TRANSMITTER vs. SWITCH
You should consider installing both transmitters and switches in SISs. Transmitters are usually the first component considered in SISs due to the increased diagnostics, field indication, lower failure rates, and improved accuracy and repeatability.
But thought should be given to include redundant and diverse technologies to avoid common cause failures in a system. Transmitters require power to operator and only provide control through a PLC or DCS.
What happens if you lose power? What happens if the PLC or DCS fail? What happens if the transmitter electronics fails? In this case, a mechanical switch will continue to operate and protect in the event a hazardous situation develops. By installing redundant devices, risk is reduced by avoiding common cause failures.
NUISANCE TRIPS
Nuisance trips are referred to as safe failures in SISs. Mean time to failure (MTTFspurious) is the term used in SIS calculations to determine when a device will suffer a safe failure.
Safe failures occur when a device fails in a way in which the owner/operator is aware of the failure, typically an alarm or warning via the PLC or DCS. Safe failures are a nuisance to owner/operators and have economic consequences of lost production and downtime.
After a shutdown, it is required that manual action be taken by the owner/operator to reset the system – it is not allowed to be restarted automatically.
The best way to avoid these nuisance trips is through sensor channel voting in a PLC or DCS. Voting logic compares device channels and determines the action required.
It is important to understand the difference between safe and fault-tolerant. 1oo1 is very safe but is not fault-tolerant, meaning any measurement outside a sensor’s programmed range will cause a shutdown.
2oo2 is very fault-tolerant but is not as safe as 1oo1 because it requires two channels to agree before a shutdown occurs. 2oo3 is a suitable trade-off of both dual modes. 1oo2D is the preferred configuration to reduce nuisance trips and improve safety.

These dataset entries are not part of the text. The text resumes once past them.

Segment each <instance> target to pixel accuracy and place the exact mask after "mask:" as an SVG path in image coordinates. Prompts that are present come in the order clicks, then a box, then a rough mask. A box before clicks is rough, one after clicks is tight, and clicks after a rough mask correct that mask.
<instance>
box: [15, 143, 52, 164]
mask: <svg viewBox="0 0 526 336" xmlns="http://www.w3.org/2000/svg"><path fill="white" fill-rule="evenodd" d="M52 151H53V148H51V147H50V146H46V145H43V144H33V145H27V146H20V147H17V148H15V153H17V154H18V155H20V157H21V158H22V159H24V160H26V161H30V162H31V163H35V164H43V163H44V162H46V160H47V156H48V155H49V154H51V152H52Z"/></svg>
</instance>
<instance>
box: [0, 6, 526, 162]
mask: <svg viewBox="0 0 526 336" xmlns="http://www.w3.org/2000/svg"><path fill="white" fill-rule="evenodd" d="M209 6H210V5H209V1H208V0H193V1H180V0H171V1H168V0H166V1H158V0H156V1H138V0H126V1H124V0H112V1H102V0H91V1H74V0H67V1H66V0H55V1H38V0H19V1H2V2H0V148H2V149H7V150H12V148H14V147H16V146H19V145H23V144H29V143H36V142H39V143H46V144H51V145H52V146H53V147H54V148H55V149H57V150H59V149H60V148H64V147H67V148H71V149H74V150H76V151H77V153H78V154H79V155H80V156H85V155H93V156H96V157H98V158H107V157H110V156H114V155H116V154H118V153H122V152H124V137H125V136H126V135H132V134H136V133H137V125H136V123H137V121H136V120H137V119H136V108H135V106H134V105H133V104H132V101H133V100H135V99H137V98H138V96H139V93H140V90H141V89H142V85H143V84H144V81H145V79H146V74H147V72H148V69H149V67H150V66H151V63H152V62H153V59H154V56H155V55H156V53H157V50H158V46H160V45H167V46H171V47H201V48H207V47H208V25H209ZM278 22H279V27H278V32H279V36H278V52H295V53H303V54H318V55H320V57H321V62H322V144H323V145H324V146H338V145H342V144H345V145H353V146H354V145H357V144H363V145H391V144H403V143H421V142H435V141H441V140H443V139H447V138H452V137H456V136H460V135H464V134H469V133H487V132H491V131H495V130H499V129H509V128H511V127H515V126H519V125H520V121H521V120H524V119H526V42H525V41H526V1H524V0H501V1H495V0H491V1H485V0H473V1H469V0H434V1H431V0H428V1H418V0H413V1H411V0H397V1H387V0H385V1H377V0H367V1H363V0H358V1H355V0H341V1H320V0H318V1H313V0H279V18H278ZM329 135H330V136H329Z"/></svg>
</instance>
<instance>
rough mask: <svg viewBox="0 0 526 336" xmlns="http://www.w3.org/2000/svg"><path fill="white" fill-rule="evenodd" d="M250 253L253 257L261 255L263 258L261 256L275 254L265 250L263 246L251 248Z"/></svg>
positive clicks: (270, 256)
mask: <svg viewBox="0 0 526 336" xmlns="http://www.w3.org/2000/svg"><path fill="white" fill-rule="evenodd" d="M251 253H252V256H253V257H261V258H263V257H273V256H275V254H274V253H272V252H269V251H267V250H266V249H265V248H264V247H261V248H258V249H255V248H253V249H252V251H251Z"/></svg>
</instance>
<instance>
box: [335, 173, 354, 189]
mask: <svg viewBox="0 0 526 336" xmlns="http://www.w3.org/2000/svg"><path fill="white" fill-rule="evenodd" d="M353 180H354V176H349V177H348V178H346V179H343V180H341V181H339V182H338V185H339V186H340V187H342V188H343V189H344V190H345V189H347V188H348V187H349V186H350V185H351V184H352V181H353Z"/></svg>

COMMUNICATION & DIAGNOSTICS
Component signals are commonly sent and received through a PLC or DCS. ANSI/ISA 84.00.01-2004 recommends that field devices be write-protected in the PLC or DCS to avoid the risk of making changes to a device outside the Safety Requirement Specification.
Bi-lateral communication, such as HART or Foundation Fieldbus, is important in BPCS devices but is not useful in SIS. In fact, increasing cyber security threats highlights the importance of requiring devices be write-protected in the event device safety variables are manipulated during an attack. When installing SIS sensors, bi-lateral communication is not necessary and only adds additional and unnecessary cost.
Device diagnostics continue to improve and provide owner/operators the health status of devices in their SISs. This information reduces the dangerous failure rates of the device by identifying when and how a device fails. Owner/operators can then quickly replace the faulty device to ensure their process is being properly protected.